# Playing with the ACTS dataset

This notebook continues the work in ActsExample1. I add here some useful code for fetching and cleaning the ACTS data, and then I demonstrate how to bin it into 3D images.

In [1]:
# System
from __future__ import print_function
import os

# Externals
import numpy as np
import matplotlib.pyplot as plt

# Locals
from drawing import draw_3d_event

# Magic
%matplotlib notebook

In [2]:
np.set_printoptions(precision=3)

## Utilities

In [3]:
def calc_eta(theta):
    """Calculates eta from a theta value or flat array"""
    return -1. * np.log(np.tan(theta / 2.))

def calc_phi(rphi, r):
    """Calculates phi from rphi"""
    return rphi / r
# I vectorize it to work on an array of arrays
calc_phi = np.vectorize(calc_phi, otypes='O')
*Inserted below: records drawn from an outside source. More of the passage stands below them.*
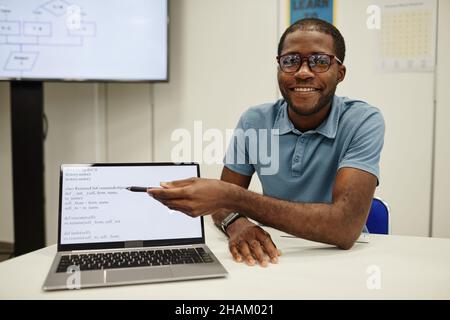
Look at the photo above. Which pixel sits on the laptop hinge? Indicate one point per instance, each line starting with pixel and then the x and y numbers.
pixel 134 244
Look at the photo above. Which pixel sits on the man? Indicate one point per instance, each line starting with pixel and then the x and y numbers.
pixel 329 150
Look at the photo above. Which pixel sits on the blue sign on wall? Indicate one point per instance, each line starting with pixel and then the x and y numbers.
pixel 321 9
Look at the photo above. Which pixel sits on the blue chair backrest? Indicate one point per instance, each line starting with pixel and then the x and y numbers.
pixel 378 219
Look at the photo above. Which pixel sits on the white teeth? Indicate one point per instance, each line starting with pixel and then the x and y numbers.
pixel 305 89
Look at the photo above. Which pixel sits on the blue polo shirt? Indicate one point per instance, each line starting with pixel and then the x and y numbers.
pixel 302 166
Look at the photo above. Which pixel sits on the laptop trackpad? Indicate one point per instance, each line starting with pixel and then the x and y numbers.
pixel 138 274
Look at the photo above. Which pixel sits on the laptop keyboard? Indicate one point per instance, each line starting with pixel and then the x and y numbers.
pixel 133 259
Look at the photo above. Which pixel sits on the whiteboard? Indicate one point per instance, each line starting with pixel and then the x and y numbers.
pixel 84 40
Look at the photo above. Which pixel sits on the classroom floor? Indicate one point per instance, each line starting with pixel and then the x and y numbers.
pixel 6 250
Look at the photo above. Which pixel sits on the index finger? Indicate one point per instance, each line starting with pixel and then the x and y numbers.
pixel 270 248
pixel 166 194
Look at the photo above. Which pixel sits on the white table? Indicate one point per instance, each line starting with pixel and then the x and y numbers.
pixel 409 268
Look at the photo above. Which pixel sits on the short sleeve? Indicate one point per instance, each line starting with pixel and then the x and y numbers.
pixel 237 157
pixel 365 147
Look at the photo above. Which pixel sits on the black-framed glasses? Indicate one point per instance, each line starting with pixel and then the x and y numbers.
pixel 317 62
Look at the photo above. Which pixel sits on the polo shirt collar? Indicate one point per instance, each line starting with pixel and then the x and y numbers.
pixel 328 128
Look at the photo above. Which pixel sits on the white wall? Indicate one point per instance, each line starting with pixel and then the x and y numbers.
pixel 90 122
pixel 221 62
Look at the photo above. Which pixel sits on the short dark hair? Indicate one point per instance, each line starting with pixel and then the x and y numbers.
pixel 313 24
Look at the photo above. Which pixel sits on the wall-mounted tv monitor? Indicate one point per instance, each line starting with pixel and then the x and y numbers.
pixel 93 40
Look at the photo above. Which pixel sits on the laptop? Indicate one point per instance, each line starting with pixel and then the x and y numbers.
pixel 111 234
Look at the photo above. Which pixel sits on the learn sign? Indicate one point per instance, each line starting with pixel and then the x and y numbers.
pixel 321 9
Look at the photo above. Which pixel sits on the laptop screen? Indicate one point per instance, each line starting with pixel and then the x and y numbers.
pixel 97 208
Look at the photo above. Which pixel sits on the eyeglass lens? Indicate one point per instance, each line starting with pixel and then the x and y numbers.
pixel 317 62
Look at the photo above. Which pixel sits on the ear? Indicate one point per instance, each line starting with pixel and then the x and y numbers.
pixel 341 73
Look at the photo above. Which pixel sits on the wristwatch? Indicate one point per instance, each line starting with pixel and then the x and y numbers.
pixel 232 217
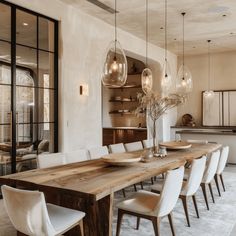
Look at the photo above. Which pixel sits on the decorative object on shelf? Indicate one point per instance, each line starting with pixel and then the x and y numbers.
pixel 209 93
pixel 147 73
pixel 115 66
pixel 154 105
pixel 167 83
pixel 187 120
pixel 184 78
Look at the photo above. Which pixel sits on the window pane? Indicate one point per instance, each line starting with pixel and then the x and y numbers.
pixel 26 66
pixel 5 104
pixel 26 28
pixel 5 22
pixel 46 136
pixel 46 34
pixel 46 105
pixel 46 69
pixel 5 74
pixel 5 52
pixel 25 105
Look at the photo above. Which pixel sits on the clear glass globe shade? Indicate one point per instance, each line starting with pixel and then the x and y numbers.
pixel 115 66
pixel 146 80
pixel 209 94
pixel 184 83
pixel 167 83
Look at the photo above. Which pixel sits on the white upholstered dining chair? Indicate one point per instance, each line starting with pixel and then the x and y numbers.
pixel 134 146
pixel 209 174
pixel 117 148
pixel 190 186
pixel 98 152
pixel 221 166
pixel 30 214
pixel 50 160
pixel 152 206
pixel 77 156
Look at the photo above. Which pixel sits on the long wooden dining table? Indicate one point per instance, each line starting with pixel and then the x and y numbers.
pixel 90 186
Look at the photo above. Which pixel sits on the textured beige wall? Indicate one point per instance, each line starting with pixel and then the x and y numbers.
pixel 223 71
pixel 83 43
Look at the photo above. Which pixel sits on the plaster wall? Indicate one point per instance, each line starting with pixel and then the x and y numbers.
pixel 83 43
pixel 223 74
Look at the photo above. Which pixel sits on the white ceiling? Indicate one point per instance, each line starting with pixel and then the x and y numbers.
pixel 204 20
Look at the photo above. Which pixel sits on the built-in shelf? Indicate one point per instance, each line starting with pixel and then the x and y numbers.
pixel 126 86
pixel 121 112
pixel 122 100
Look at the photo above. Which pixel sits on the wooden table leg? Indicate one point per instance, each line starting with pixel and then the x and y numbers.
pixel 99 214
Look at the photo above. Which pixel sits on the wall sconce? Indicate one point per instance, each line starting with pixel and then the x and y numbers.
pixel 84 90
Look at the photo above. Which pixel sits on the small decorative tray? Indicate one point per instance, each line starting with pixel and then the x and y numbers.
pixel 176 145
pixel 121 159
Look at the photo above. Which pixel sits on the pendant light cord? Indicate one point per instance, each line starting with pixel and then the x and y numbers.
pixel 183 14
pixel 115 27
pixel 209 65
pixel 165 30
pixel 146 33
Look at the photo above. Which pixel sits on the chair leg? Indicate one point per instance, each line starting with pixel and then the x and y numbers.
pixel 156 225
pixel 171 224
pixel 185 205
pixel 152 180
pixel 222 181
pixel 195 205
pixel 138 223
pixel 123 191
pixel 119 220
pixel 205 194
pixel 217 184
pixel 141 183
pixel 212 196
pixel 81 225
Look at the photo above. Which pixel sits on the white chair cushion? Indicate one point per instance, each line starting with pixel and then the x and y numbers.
pixel 63 218
pixel 77 156
pixel 134 146
pixel 142 202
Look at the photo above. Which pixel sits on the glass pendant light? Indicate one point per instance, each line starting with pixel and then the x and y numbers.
pixel 184 82
pixel 209 93
pixel 146 77
pixel 115 65
pixel 166 78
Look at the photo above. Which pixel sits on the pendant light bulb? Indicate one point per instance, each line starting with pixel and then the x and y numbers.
pixel 115 66
pixel 184 83
pixel 146 78
pixel 209 94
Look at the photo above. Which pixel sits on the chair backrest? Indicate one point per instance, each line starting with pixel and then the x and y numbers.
pixel 211 167
pixel 147 143
pixel 170 191
pixel 223 159
pixel 134 146
pixel 98 152
pixel 77 156
pixel 197 141
pixel 117 148
pixel 195 176
pixel 50 160
pixel 27 211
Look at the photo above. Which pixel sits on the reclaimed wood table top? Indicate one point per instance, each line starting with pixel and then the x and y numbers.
pixel 95 179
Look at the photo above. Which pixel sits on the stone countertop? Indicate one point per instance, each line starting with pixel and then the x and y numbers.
pixel 133 128
pixel 208 132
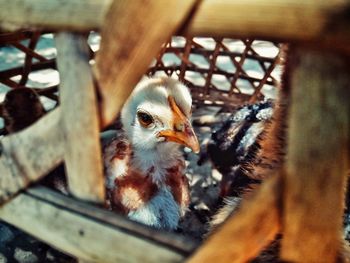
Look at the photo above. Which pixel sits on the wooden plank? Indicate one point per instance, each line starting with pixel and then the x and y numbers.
pixel 322 22
pixel 28 155
pixel 252 228
pixel 79 118
pixel 77 15
pixel 319 21
pixel 132 36
pixel 90 233
pixel 317 161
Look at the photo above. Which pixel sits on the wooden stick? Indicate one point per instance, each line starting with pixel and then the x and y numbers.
pixel 323 22
pixel 317 161
pixel 28 155
pixel 78 15
pixel 90 233
pixel 250 230
pixel 132 36
pixel 319 21
pixel 79 118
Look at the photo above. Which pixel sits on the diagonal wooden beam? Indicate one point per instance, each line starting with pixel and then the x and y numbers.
pixel 91 233
pixel 79 118
pixel 323 23
pixel 28 155
pixel 317 160
pixel 78 15
pixel 132 36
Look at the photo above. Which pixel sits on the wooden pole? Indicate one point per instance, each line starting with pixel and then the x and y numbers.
pixel 28 155
pixel 317 161
pixel 80 118
pixel 133 34
pixel 90 233
pixel 251 229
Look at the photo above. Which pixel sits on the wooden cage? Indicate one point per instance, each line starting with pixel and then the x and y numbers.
pixel 132 34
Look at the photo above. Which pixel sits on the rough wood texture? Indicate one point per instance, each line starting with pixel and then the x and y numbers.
pixel 317 159
pixel 57 14
pixel 252 228
pixel 324 22
pixel 28 155
pixel 79 118
pixel 90 233
pixel 131 38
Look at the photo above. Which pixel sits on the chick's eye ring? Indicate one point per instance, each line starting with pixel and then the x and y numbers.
pixel 144 118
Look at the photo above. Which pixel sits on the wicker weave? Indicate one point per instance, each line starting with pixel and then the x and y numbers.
pixel 221 72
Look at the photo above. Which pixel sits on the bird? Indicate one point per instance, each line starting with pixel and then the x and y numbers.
pixel 144 166
pixel 246 149
pixel 233 146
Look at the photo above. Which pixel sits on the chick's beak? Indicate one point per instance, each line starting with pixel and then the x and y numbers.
pixel 182 131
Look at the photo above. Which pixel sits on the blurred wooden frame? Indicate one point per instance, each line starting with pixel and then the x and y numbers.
pixel 132 34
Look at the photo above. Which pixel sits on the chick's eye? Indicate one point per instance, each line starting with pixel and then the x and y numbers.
pixel 144 118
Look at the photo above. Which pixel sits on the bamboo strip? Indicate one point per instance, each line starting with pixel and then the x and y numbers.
pixel 80 118
pixel 90 233
pixel 317 162
pixel 323 22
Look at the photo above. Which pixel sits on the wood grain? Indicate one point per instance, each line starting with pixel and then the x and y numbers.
pixel 317 160
pixel 80 118
pixel 77 15
pixel 132 36
pixel 28 155
pixel 90 233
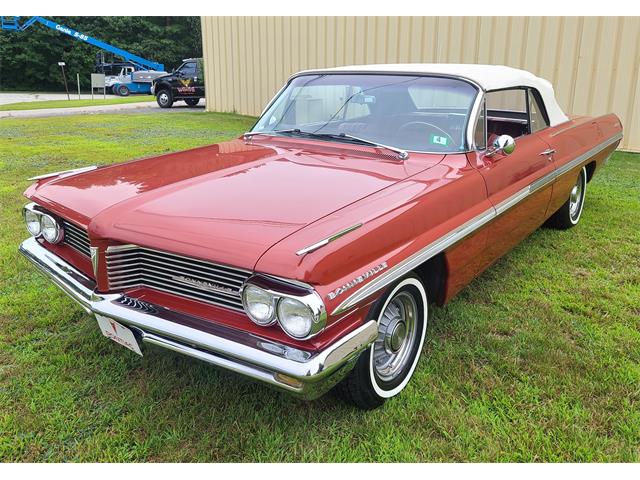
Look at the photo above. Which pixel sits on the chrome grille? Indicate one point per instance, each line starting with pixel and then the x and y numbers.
pixel 131 266
pixel 76 238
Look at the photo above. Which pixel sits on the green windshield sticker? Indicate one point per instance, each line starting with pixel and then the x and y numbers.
pixel 439 140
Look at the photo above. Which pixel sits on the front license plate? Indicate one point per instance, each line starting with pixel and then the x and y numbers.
pixel 118 333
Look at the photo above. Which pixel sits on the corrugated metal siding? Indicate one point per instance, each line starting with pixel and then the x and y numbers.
pixel 592 62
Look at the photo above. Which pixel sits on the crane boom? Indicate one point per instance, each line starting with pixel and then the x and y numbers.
pixel 12 23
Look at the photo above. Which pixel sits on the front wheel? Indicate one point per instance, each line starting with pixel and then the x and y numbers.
pixel 384 369
pixel 569 214
pixel 164 99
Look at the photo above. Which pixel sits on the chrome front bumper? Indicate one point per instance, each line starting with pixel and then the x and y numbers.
pixel 304 374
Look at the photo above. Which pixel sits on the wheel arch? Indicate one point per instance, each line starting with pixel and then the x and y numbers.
pixel 591 169
pixel 433 274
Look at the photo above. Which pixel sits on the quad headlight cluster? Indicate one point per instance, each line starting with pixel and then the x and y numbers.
pixel 40 223
pixel 298 310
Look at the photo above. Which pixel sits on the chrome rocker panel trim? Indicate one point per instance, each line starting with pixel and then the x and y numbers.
pixel 465 230
pixel 299 372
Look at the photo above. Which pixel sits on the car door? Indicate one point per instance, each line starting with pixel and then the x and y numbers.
pixel 182 83
pixel 515 182
pixel 198 80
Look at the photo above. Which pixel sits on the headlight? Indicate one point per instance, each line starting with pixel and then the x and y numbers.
pixel 32 219
pixel 51 229
pixel 295 318
pixel 296 307
pixel 259 305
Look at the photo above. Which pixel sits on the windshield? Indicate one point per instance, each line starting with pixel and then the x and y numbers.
pixel 415 113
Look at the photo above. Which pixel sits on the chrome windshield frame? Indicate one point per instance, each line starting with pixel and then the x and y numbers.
pixel 471 117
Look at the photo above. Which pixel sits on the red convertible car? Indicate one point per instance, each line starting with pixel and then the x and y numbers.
pixel 306 253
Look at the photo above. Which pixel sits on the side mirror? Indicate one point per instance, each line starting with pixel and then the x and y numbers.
pixel 504 144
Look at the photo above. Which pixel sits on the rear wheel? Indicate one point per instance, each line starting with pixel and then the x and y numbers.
pixel 384 369
pixel 569 214
pixel 164 99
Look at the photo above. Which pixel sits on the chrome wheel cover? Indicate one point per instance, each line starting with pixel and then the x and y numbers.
pixel 397 331
pixel 577 198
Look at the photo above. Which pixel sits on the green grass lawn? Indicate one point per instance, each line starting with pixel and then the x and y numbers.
pixel 537 360
pixel 98 101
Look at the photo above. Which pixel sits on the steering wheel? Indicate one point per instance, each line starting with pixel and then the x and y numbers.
pixel 408 125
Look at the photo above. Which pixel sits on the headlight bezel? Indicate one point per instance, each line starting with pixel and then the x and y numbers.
pixel 41 214
pixel 271 319
pixel 58 229
pixel 31 210
pixel 281 289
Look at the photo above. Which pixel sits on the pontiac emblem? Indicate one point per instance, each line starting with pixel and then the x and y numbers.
pixel 358 280
pixel 204 285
def filter_samples(idx, *arrays):
    """Apply a filter index to a list of arrays"""
    return map(lambda x: x[idx], arrays)

def filter_objects(idx, *arrays):
    """
    Apply array of filter indices to some object arrays.
    Each input array should be an array of arrays (dtype='O').
    """
    filt_func = np.vectorize(lambda x: x[idx], otypes='O')
    return map(lambda a: np.stack(filt_func(a)), arrays)

In [4]:
class ActsData():
    """Empty class for setting variables as attributes"""
    pass

def load_data(filenames):
    """
    Retrieve data from some input files.
    Returns a data object with attributes for each numpy array.
    """
    d = ActsData()
    f = np.concatenate([np.load(f, encoding='bytes') for f in filenames])
    # Track level truth quantities
    d.true_theta = f['truth_Theta']
    d.true_eta = calc_eta(d.true_theta)
    d.true_phi = f['truth_Phi']
    d.true_qop = f['truth_QoverP']
    d.true_pt = np.abs(1/d.true_qop)
    # Detector hit measurements
    d.nstep = f['Filter_nSteps']
    d.rphi = f['Meas_RPHI']
    d.z = f['Meas_z']
    d.r = f['Cyl_R']
    d.phi = calc_phi(d.rphi, d.r)
    return d

def clean_data(data, fix_phi=False):
    """
    Cleans up the data, selecting barrel tracks and good hits.
    """
    barrel_tracks = np.abs(data.true_eta) < 1
    d = ActsData()

    # filter out all tracks not perfectly in the barrel.
    d.true_theta, d.true_eta, d.true_phi, d.true_qop, d.true_pt = (
        filter_samples(barrel_tracks, data.true_theta, data.true_eta,
                       data.true_phi, data.true_qop, data.true_pt))
    d.nstep, d.rphi, d.z, d.r, d.phi = (
        filter_samples(barrel_tracks, data.nstep, data.rphi,
                       data.z, data.r, data.phi))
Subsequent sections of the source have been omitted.